Similar unfortunate events like the shooting in Tulsa or the death of Michael Brown in Ferguson (an incident which sparked public protest about the topic) incentivize further tension and possible confrontations as certain groups believe that racial profiling plays a tremendous role in the shootings and other police encounters.
The attempt by LAPD and other districts to develop de-escalation policies is a healthy step towards more efficient police training and improving public image. Statistically, officer use of deadly force in unwarranted situations has spiked to unprecedented levels, leaving civilians as victims when the job of the police is to serve and protect. De-escalation policies place the value of human life first, both of the police officer and the civilian they are encountering. The approach used currently is extremely reactive and relies on instinct which in turn may hinder reliable judgment of the situation.
Psychologically speaking, even the most open-minded and progressive people have unconscious prejudice. Relying on that rather analytical thinking creates these situations, so police are encouraging passive dialogue, accurate evaluation, and use of non-lethal methods for pacifying the situation. Also, instincts and training usually allow an experienced police officer to differentiate a life-threatening situation from a simple tense, confrontational one. The new de-escalation policies carefully state that if there is an imminent threat, deadly force is nevertheless approved. Their life is uniquely valuable too.
However, now training suggests and even awards those who consider the circumstances in which another life is also preserved. Now, encounters will be investigated more carefully to determine further judgment. It is important to note that most police disputes happen with civilians who have no intention and even fear hurting the officer. Often, the citizen is confused and afraid, while yes violating the law, nevertheless creates miscommunication.

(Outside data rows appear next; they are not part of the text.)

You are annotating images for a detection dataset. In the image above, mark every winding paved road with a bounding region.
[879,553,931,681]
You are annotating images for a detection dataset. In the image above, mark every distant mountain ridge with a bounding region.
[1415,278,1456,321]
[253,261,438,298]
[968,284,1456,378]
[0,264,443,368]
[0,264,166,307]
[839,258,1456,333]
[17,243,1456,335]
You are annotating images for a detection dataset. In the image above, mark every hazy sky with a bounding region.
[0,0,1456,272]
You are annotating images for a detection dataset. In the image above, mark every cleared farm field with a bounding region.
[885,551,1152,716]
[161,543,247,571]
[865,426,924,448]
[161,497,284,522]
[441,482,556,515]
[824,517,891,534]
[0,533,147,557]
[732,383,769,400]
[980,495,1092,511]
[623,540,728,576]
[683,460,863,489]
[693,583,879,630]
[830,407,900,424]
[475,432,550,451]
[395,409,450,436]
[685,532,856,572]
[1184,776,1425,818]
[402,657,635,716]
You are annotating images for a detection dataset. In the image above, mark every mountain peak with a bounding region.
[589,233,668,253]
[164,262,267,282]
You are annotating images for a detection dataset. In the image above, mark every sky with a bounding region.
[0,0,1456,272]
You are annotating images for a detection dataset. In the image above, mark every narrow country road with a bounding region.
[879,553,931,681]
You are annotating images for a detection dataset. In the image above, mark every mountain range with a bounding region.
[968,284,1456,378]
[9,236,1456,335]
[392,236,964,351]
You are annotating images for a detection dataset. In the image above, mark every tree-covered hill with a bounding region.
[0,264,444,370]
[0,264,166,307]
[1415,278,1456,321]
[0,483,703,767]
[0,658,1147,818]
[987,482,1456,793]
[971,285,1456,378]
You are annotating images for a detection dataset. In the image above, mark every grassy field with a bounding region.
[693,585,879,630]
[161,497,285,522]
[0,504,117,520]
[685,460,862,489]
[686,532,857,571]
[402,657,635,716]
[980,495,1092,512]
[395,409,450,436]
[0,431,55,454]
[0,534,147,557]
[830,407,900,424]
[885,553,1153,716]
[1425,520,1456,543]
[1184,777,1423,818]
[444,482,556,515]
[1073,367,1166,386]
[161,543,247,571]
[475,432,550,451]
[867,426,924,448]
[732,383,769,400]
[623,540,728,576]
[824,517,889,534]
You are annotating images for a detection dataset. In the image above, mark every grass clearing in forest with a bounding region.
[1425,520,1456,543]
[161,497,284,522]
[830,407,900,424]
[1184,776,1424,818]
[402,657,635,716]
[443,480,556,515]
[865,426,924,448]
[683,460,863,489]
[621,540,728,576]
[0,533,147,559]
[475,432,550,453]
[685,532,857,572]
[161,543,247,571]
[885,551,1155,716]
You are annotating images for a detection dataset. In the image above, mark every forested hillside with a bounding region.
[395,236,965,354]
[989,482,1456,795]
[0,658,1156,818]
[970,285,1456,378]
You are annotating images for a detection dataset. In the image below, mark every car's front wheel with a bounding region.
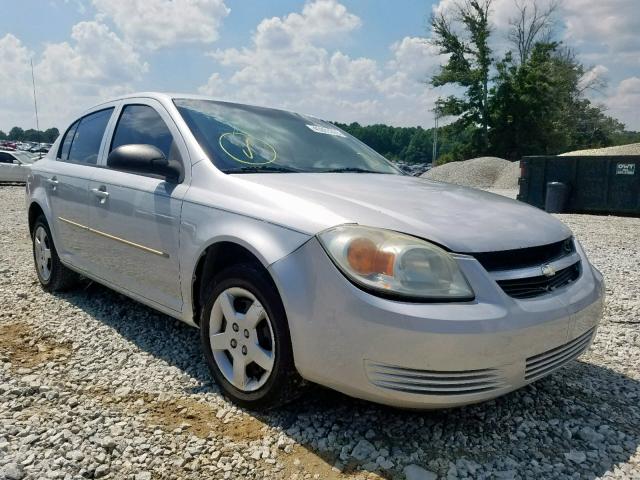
[31,215,79,292]
[200,264,303,410]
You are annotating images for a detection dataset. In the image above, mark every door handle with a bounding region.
[91,188,109,203]
[46,177,59,192]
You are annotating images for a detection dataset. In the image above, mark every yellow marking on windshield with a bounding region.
[218,131,278,165]
[242,137,253,160]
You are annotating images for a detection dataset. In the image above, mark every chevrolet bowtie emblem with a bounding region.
[542,264,556,277]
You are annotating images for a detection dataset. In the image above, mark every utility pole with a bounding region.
[31,58,40,132]
[431,107,439,166]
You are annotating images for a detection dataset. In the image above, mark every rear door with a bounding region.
[89,99,190,312]
[42,107,114,270]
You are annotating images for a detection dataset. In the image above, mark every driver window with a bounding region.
[110,105,181,167]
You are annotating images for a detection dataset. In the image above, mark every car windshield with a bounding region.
[174,98,401,175]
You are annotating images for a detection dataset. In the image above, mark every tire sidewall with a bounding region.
[31,216,58,288]
[200,265,293,408]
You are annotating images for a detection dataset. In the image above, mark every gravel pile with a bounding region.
[422,157,520,189]
[0,187,640,480]
[560,143,640,156]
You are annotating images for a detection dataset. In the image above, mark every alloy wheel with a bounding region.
[33,225,51,282]
[209,287,276,392]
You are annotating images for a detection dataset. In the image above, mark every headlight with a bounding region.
[318,225,474,300]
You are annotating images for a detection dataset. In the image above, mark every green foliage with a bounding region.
[431,0,493,153]
[490,42,624,159]
[431,0,638,163]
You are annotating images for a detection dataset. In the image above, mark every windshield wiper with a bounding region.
[321,167,383,173]
[223,165,298,173]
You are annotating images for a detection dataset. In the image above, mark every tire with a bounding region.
[31,215,80,292]
[200,264,304,410]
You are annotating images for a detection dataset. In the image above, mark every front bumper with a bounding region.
[270,238,604,408]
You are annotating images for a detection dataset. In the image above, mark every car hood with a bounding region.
[234,173,571,253]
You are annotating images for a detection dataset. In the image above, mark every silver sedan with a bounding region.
[0,149,37,183]
[27,93,604,409]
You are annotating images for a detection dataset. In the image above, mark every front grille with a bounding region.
[469,237,576,272]
[524,328,595,380]
[365,360,506,395]
[497,261,580,298]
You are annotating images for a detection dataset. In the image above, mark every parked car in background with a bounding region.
[27,93,604,408]
[0,149,37,183]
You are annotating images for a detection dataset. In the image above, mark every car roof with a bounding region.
[99,92,217,105]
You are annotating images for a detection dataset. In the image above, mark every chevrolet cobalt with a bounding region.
[27,93,604,409]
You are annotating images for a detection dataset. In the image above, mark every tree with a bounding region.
[431,0,493,153]
[490,42,624,159]
[508,0,558,64]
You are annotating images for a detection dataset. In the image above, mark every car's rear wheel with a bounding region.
[200,264,303,410]
[32,215,79,292]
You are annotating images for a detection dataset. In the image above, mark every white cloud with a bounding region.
[563,0,640,55]
[200,0,438,125]
[0,33,36,131]
[606,76,640,130]
[0,21,148,128]
[93,0,230,49]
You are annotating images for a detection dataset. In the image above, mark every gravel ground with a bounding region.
[422,157,520,189]
[0,187,640,480]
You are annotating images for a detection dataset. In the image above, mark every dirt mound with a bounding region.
[560,143,640,156]
[422,157,520,189]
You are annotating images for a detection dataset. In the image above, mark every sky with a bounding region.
[0,0,640,132]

If the policy is violated, there should be a careful, unbiased investigation into the incident. While public outrage may be pressing, only a fair investigation can reveal all evidence. Any police officer deserves the fairness of trial reserved for others who violate the rule of law under which everyone should be equal. Of course, police are also held to a higher standard as they are trained in both policy, psychology, and the use of weaponry.
Any possible deviation from regulation that’s not a minor mistake should be punished by suspension and further consequences if criminal intent is proved. If the public sees this tough abidance in police regulation, the department will receive more respect. In turn, the understanding of appropriate policy and de-escalation procedures will reduce the number of shootings. It is often a matter of mindset established by training, and if “sanctity of life” is taught, eventually it will take hold in the real world and police culture.